The U.S. Open champion was clearly under pressure in the first set, when she made 15 unforced errors and had fewer winners than Sevatsova, who broke her serve twice.
After Sevatsova clinched the first set with a backhand drop shot from the baseline, a disconsolate-looking Osaka went to a courtside chair at the changeover.
Whatever her coach Sascha Bajin, a former hitting partner for Serena Williams, told her during an animated courtside conference worked.
She finished with 11 aces to four, converted all four of her break-point chances in the second and third sets and appeared far more confident in her own game.
Osaka didn’t go into details in an on-court interview about what Bajin told her, but conceded it sharpened her focus.
“I mean, I was just trying to stay calm. Was trying to tell myself, ‘she’s one of the best players in the world. I just have to stay in there, and hopefully I’ll get a chance,'” Osaka said. “I did, so I just kept trying to roll with it.”
The 21-year-old Osaka will play either Lesia Tsurenko or Anett Kontaveit in the semifinals, and now could rise as high as No. 3 in the world rankings next week — which would be a high for a player from Japan — and a confidence boost ahead of the Australian Open, which starts Jan. 14.
Jeremy Chardy beat Japanese qualifier Yasutaka Uchiyama 6-4, 3-6, 7-6 (4) to be first through to the semifinals, where he’ll meet either No. 2-seeded Kei Nishikori or 2017 champion and six-seeded Grigor Dimitrov, who play later Thursday.

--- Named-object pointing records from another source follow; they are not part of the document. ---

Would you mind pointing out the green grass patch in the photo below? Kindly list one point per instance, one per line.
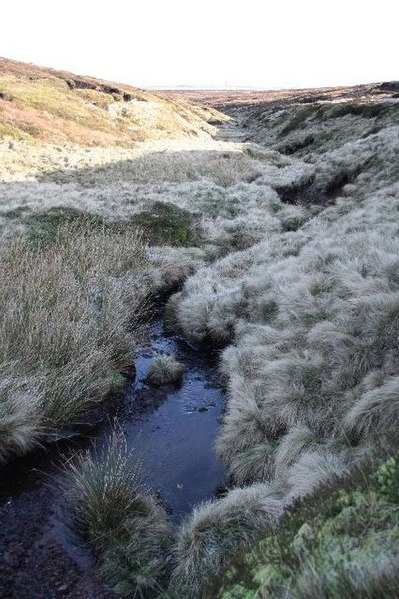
(342, 544)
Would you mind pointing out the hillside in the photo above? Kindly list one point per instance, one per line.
(269, 226)
(37, 103)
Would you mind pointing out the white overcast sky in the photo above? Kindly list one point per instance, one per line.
(253, 43)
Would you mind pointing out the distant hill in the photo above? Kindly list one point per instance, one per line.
(38, 103)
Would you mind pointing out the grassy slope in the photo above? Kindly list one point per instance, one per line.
(310, 317)
(305, 297)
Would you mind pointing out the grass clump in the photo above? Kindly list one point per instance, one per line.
(126, 528)
(71, 315)
(165, 223)
(339, 544)
(165, 370)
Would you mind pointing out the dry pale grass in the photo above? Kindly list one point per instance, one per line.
(69, 323)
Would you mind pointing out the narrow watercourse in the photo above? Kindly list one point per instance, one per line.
(170, 429)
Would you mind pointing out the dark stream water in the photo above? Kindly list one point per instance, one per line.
(171, 429)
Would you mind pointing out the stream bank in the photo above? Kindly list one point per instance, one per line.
(171, 429)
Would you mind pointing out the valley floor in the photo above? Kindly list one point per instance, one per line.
(281, 236)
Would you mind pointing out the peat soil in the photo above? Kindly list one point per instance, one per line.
(172, 430)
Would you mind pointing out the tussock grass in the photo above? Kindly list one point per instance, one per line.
(165, 370)
(69, 323)
(127, 529)
(309, 317)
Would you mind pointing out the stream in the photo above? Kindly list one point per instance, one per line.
(171, 429)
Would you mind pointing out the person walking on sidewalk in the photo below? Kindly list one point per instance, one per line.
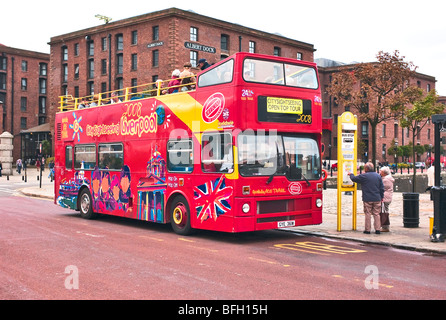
(388, 181)
(372, 196)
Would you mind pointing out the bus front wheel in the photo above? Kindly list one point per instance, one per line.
(180, 216)
(86, 205)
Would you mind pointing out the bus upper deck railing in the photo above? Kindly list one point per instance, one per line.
(154, 89)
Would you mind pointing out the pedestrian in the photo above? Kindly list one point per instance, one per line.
(430, 174)
(372, 195)
(203, 64)
(388, 181)
(19, 165)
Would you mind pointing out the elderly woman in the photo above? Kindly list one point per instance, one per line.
(388, 181)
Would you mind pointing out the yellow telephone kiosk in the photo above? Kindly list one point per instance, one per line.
(347, 161)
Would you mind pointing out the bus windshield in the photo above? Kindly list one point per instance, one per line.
(278, 73)
(296, 156)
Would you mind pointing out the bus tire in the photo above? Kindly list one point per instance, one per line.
(85, 205)
(180, 216)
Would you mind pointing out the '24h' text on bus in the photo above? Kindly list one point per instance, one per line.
(237, 150)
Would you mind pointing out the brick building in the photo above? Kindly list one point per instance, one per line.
(23, 98)
(387, 133)
(148, 47)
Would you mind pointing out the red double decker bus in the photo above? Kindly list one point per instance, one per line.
(237, 150)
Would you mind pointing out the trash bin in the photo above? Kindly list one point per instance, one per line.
(438, 195)
(411, 210)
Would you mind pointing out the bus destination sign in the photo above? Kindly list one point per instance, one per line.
(283, 110)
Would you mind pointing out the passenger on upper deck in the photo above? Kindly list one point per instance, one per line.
(188, 78)
(84, 104)
(114, 98)
(175, 82)
(203, 64)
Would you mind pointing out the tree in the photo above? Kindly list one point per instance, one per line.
(416, 118)
(375, 90)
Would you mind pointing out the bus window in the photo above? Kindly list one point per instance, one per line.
(219, 75)
(111, 156)
(302, 158)
(270, 72)
(258, 154)
(180, 156)
(300, 76)
(216, 153)
(69, 157)
(85, 157)
(297, 157)
(263, 71)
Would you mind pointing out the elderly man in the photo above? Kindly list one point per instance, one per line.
(372, 195)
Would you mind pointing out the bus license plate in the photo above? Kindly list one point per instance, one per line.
(285, 224)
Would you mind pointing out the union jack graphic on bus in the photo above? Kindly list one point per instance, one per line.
(212, 199)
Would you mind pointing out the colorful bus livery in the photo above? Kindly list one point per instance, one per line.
(240, 152)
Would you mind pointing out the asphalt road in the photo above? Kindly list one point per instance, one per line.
(47, 252)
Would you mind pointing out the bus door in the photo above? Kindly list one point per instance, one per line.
(213, 192)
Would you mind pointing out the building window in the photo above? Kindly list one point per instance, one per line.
(64, 53)
(23, 123)
(104, 43)
(3, 63)
(2, 81)
(194, 58)
(104, 66)
(76, 71)
(155, 33)
(225, 42)
(76, 49)
(90, 88)
(42, 86)
(91, 48)
(193, 34)
(364, 129)
(24, 65)
(24, 84)
(134, 62)
(252, 47)
(64, 73)
(119, 42)
(103, 86)
(134, 85)
(119, 85)
(42, 105)
(23, 103)
(90, 68)
(120, 63)
(134, 37)
(155, 58)
(43, 69)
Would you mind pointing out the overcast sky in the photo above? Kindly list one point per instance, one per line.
(342, 30)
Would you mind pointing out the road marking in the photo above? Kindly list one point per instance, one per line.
(318, 248)
(268, 262)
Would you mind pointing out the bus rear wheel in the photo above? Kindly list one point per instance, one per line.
(180, 216)
(86, 205)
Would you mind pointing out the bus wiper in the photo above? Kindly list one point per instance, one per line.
(308, 182)
(270, 179)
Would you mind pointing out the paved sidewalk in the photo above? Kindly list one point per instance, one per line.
(399, 237)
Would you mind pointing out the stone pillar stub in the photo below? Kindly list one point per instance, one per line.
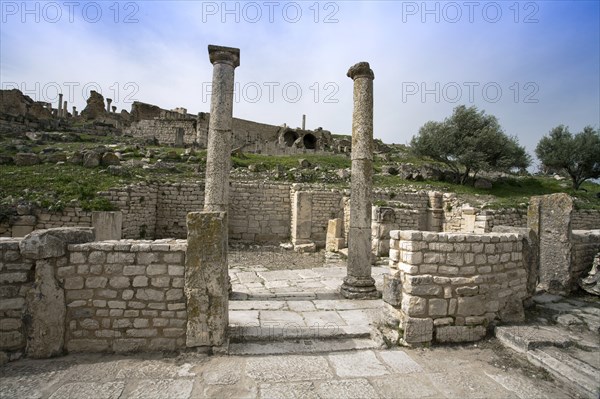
(301, 217)
(224, 60)
(107, 225)
(358, 284)
(206, 283)
(549, 217)
(45, 302)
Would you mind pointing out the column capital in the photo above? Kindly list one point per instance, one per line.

Jo-Wilfried Tsonga got an easier path through to the quarterfinals than expected, avoiding a second-round contest with 17-time major winner Rafael Nadal, who withdrew from the tournament with a thigh muscle strain on Wednesday.
Tsonga had a 7-6 (5), 6-3 win over Taro Daniel. The No. 77-ranked Daniel was the lucky loser from qualifying who got a spot in the main draw when Nadal pulled out.
“You go from the challenger to the guy that is supposed to win — it’s not easy,” Tsonga, the 2008 Australian Open finalist, said of the difference. It was the first time in almost a year that Tsonga recorded back-to-back wins at the elite level after spending most of 2018 out following knee surgery in April.